Estos tíos no son los mismos en el club y en la vida real. Aunque felicitaras al chico de la copistería por su lucha, no estarías hablando con la misma persona.
El que yo soy en el club de lucha no es nadie que mi jefe conozca.
Después de una noche en el club de lucha, se baja el volumen del mundo real. Nadie conseguirá cabrearte. Tu palabra es ley y si alguien rompe esa ley o pone en duda tu palabra, ni siquiera eso te cabrea.
En la vida real, soy un coordinador de campañas de retirada, que viste camisa y corbata, se sienta amparado por las sombras con la boca llena de sangre y pasa las diapositivas mientras el jefe dice a los de Microsoft por qué escogió un tono especial de azul cianita para un icono del programa.
El primer club lo inauguramos Tyler y yo a puñetazos.

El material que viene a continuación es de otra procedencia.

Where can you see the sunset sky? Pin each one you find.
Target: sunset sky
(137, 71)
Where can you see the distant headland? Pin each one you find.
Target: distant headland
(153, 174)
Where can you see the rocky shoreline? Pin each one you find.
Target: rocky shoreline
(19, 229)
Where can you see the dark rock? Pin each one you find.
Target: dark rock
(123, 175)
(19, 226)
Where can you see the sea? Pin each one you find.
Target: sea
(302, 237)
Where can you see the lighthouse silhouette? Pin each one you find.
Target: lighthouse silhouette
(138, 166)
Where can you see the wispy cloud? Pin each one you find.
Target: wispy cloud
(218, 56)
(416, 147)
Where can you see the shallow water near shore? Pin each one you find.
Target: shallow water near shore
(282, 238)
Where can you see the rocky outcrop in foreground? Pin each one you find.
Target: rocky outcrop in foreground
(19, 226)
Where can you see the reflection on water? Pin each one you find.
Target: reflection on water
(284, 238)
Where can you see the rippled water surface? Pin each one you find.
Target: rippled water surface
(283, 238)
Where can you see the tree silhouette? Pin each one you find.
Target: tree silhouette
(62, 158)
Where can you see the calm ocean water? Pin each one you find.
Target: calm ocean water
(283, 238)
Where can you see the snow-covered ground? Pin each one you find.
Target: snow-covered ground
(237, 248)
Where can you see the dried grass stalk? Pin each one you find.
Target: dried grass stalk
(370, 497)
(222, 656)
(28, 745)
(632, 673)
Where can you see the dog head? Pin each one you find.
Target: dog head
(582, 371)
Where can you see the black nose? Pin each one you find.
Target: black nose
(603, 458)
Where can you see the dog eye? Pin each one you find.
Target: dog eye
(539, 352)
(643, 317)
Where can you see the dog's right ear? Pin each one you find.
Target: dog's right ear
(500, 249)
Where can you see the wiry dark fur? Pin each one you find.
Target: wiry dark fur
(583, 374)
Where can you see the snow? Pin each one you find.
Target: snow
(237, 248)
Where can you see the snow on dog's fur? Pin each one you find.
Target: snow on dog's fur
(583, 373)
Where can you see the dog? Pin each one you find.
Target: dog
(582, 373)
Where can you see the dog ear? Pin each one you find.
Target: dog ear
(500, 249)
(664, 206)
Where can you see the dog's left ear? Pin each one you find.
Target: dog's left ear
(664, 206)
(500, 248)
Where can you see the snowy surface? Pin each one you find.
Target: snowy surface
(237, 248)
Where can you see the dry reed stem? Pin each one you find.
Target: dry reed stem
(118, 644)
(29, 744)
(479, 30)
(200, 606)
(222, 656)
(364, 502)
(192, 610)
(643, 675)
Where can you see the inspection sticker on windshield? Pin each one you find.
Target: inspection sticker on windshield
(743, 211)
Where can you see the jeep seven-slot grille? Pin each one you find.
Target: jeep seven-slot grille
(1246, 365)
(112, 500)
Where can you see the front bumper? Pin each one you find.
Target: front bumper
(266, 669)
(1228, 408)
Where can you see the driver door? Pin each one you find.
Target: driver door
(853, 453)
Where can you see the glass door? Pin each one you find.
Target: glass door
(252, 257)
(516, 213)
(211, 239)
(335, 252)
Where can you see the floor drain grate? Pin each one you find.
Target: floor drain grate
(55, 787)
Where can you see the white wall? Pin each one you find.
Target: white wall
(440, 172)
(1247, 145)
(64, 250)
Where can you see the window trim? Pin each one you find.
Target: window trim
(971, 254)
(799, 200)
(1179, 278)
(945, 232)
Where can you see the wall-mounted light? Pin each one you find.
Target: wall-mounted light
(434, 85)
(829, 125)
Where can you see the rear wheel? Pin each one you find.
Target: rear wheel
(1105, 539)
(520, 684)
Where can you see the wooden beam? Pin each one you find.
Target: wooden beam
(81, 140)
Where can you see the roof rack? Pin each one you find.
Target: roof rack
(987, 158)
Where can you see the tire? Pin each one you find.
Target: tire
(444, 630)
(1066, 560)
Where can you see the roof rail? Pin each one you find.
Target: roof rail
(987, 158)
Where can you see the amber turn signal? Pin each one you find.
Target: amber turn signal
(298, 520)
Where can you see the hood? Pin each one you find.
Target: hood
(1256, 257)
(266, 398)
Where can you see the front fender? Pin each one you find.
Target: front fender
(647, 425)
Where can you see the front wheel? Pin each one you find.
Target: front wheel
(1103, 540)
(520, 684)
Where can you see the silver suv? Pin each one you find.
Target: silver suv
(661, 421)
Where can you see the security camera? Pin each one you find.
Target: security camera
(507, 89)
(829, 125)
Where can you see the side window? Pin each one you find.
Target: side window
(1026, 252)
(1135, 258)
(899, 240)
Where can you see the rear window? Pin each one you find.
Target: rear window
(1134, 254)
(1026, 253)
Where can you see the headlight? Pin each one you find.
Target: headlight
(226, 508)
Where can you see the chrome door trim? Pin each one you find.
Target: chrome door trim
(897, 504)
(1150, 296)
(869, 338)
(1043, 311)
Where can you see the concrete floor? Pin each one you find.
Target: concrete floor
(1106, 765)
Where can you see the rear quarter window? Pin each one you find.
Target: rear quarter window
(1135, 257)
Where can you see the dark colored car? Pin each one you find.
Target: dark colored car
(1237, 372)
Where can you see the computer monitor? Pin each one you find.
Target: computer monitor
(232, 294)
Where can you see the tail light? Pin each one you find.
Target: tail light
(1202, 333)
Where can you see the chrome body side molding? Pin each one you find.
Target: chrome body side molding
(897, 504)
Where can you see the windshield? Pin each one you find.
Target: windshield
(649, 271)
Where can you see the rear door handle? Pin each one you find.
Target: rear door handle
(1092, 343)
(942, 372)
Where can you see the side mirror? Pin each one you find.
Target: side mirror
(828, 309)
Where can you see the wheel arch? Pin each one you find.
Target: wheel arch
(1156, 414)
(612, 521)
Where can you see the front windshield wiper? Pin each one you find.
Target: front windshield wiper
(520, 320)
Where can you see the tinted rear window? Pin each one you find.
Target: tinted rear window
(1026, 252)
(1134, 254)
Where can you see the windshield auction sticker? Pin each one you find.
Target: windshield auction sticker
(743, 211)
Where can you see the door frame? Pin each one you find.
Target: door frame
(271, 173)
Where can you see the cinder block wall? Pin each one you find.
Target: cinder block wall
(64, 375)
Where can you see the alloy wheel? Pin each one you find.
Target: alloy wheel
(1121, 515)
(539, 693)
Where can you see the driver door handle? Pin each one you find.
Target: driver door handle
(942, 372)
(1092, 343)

Antes me bastaba con limpiar el apartamento o escribir un informe pormenorizado del coche cada vez que llegaba a casa enfadado, sabedor de que mi vida no iba a cumplir las expectativas del plan quinquenal. Llegaría un momento en que moriría, sin una sola cicatriz, sólo quedarían un coche y un apartamento muy agradable. Allí estaría el apartamento hasta que el polvo o el siguiente propietario se adueñara de él. Nada es inalterable. Incluso la Mona Lisa se está pudriendo. Desde que comenzó el club de lucha, la mitad de los dientes me bailan en la mandíbula.
Tal vez la autosuperación no sea la respuesta.
Tyler nunca conoció a su padre.
Tal vez la autodestrucción sea la respuesta.